Step 3: State the Distribution and Test Statistic
Identify if you are using a Normal distribution or the CLT (\( n \geq 30 \)). Calculate your \( Z \) value (or let your GC do it).

Step 4: Find the p-value (or Critical Region)
Use your Graphing Calculator's "Z-Test" function. It will ask for \( \mu_0 \), \( \sigma \), \( \bar{x} \), and \( n \).

Step 5: Make a Conclusion
Compare the p-value to \( \alpha \).
"Since p-value = 0.03 < 0.05, we reject \( H_0 \). There is sufficient evidence at the 5% level to suggest that the mean weight has decreased."

6. Critical Regions and Critical Values

Instead of using a p-value, sometimes we look at the Critical Region.
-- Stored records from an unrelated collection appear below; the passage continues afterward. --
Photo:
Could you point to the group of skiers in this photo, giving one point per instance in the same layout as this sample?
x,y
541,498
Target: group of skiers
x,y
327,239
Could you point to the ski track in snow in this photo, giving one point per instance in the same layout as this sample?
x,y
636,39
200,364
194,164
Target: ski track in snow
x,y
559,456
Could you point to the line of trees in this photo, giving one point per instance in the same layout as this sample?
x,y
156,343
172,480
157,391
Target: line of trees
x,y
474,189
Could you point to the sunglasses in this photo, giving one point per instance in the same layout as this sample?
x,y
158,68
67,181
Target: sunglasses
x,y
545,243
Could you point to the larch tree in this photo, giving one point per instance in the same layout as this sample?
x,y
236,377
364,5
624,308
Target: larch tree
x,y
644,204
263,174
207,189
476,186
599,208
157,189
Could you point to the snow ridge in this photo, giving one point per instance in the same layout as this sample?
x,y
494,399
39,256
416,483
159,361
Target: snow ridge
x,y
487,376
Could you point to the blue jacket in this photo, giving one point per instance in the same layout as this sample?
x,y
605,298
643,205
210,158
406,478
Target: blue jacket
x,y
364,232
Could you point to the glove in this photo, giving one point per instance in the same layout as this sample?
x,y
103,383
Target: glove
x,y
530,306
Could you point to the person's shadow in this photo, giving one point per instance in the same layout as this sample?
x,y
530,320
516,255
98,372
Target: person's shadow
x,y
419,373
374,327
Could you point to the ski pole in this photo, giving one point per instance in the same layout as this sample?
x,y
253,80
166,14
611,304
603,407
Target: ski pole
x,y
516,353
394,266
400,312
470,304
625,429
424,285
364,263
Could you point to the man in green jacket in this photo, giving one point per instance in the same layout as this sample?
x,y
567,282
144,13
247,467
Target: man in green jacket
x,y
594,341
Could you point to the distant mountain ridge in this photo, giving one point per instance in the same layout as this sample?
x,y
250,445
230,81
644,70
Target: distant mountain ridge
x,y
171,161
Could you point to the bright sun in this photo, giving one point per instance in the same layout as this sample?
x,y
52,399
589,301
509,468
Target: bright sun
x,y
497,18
This is the "rejection zone" on the graph.

If your calculated \( Z \)-statistic falls inside the Critical Region, you reject \( H_0 \).

Example for a 5% 1-tail test (upper tail):
The Critical Value is \( Z = 1.645 \). If your calculated \( Z \) is \( > 1.645 \), you are in the "rejection zone."

Common Mistake to Avoid:
When doing a 2-tailed test at a 5% significance level, you must split the 5% into two halves! You look for 2.5% (\( 0.025 \)) in each tail. Your GC usually handles this if you select the \( \neq \) option, but keep it in mind for conceptual questions!

Summary: Key Takeaways

1. Hypotheses: \( H_0 \) is the default; \( H_1 \) is what you're testing for.
2. Decision Rule: Reject \( H_0 \) if p-value < level of significance.
3. Large Samples: If \( n \geq 30 \), we can use the Z-test even if the population isn't normal (thanks to the CLT).
4. Context is King: Always write your final answer in terms of the original problem (e.g., "The mean height of plants...").
5. Never say "Accept \( H_0 \)": We either "Reject \( H_0 \)" or "Do not reject \( H_0 \)." We haven't proven \( H_0 \) is 100% true; we just don't have enough evidence to throw it out yet!